FILE - In this Jan. 25, 2019 file photo a sign prohibiting all children under 12 and unvaccinated adults stands at the entrance to PeaceHealth Southwest Medical Center in Vancouver, Wash. A measles outbreak that has sickened more than 40 people in the Pacific Northwest has prompted a call to eliminate a “philosophical” vaccine exemption that’s resulted in 4 percent of children in Washington state to attend school without their routine childhood shots. (AP Photo/Gillian Flaccus, File)

Northwest U.S. measles cases prompt look at vaccine exemptions

Washington Gov. Jay Inslee last week declared a state of emergency because of the outbreak

A measles outbreak near Portland, Oregon, has revived a bitter debate over so-called “philosophical” exemptions to childhood vaccinations as public health officials across the Pacific Northwest scramble to limit the fallout.

At least 43 people in Washington and Oregon have fallen ill in recent weeks with the extraordinarily contagious virus, which was eradicated in the U.S. in 2000 as a result of immunization, but arrives periodically with overseas travellers. More than a dozen more cases are suspected, and people who were exposed to the disease travelled to Hawaii and Bend, Oregon, raising the possibility of more diagnoses in the unvaccinated.

Washington Gov. Jay Inslee last week declared a state of emergency because of the outbreak.

“I would hope that this ends soon, but this could go on for weeks, if not months,” said Dr. Alan Melnick, public health director in Clark County, Washington, just north of Portland. The county has had most of the diagnosed cases so far. “This is an exquisitely contagious disease.”

The outbreak has lawmakers in Washington state revisiting non-medical exemptions that allow children to attend school without vaccinations if their parents or guardians express a personal objection. Liberal-leaning Oregon and Washington have some of the nation’s highest statewide vaccine exemption rates, driven in part by low vaccination levels in scattered communities and at some private and alternative schools.

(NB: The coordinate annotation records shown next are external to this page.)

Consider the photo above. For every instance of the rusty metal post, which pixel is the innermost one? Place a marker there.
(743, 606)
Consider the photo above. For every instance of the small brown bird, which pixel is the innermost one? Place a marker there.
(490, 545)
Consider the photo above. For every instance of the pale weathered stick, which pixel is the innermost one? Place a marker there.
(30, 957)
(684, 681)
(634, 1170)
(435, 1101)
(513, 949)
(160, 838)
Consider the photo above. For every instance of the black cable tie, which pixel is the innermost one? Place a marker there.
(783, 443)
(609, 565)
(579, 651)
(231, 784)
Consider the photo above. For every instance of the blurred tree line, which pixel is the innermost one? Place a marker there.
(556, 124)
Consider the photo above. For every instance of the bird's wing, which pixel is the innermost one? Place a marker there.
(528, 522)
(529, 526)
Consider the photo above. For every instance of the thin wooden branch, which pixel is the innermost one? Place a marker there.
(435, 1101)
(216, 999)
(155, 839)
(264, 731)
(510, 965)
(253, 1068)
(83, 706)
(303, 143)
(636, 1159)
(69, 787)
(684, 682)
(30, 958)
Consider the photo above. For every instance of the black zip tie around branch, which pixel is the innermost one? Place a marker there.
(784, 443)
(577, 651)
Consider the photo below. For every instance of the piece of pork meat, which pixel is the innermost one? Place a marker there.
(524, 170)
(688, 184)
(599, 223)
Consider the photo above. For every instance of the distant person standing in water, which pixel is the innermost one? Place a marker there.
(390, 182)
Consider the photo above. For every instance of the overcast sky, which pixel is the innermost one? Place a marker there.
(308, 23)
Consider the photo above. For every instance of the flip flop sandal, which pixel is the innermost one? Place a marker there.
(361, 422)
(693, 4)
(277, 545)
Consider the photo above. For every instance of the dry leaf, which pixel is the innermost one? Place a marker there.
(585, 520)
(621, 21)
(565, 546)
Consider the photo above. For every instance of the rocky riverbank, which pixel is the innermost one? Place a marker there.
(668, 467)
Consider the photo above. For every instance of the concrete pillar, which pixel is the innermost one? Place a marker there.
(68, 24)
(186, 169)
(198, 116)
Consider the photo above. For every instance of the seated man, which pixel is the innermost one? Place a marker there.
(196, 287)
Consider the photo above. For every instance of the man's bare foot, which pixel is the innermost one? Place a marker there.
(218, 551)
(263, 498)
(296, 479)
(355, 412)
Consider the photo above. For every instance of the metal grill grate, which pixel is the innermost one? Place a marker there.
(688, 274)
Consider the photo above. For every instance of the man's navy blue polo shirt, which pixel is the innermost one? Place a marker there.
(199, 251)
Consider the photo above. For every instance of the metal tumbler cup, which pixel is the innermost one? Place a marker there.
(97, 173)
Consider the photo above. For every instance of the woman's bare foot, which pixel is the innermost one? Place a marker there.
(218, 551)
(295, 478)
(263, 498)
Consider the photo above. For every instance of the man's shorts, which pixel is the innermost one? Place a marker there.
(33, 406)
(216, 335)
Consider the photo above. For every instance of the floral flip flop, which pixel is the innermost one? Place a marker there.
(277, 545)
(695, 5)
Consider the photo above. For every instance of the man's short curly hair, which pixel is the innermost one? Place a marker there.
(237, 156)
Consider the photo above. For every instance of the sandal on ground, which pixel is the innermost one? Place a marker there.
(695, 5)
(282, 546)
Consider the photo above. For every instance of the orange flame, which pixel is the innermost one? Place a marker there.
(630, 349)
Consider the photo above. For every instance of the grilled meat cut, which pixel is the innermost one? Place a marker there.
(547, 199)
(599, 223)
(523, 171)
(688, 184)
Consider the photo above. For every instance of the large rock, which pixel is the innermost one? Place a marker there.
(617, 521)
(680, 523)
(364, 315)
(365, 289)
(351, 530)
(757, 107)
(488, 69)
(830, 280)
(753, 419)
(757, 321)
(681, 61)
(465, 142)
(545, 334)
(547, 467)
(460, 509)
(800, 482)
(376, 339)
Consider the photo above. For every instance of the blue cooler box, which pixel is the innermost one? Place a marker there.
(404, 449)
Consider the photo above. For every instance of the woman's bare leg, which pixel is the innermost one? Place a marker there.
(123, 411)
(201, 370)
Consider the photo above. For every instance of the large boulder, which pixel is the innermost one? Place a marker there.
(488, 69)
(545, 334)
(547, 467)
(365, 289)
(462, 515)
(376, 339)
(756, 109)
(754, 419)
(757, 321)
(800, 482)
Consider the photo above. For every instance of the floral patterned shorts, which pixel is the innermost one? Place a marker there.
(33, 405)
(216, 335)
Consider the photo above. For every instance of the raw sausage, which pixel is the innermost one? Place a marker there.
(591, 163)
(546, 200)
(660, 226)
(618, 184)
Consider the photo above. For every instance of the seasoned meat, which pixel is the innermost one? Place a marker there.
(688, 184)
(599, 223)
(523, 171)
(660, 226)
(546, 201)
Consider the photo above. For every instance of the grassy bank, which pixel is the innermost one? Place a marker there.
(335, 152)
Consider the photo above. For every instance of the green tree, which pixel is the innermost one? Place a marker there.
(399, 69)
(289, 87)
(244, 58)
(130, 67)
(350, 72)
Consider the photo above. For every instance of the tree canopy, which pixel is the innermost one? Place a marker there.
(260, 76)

READ MORE: Check immunization records for measles, Island Health says

READ MORE: Measles outbreak in Washington state spurs warning from BC Centre for Disease Control

Four per cent of Washington secondary school students have non-medical vaccine exemptions. In Oregon, which has a similar law, 7.5 per cent of kindergarteners in 2018 were missing shots for non-medical reasons.

They are among 17 states that allow some type of non-medical exemption for vaccines for “personal, moral or other beliefs,” according to the National Conference of State Legislatures.

Numerous studies have shown vaccines do not cause autism — a common reason cited by those who don’t want their kids immunized. Those opposed to certain vaccines also object to an outside authority mandating what they put in their children’s bodies, and some have concerns about the combination of the measles vaccine with the mumps and rubella immunizations, which is how it’s routinely given.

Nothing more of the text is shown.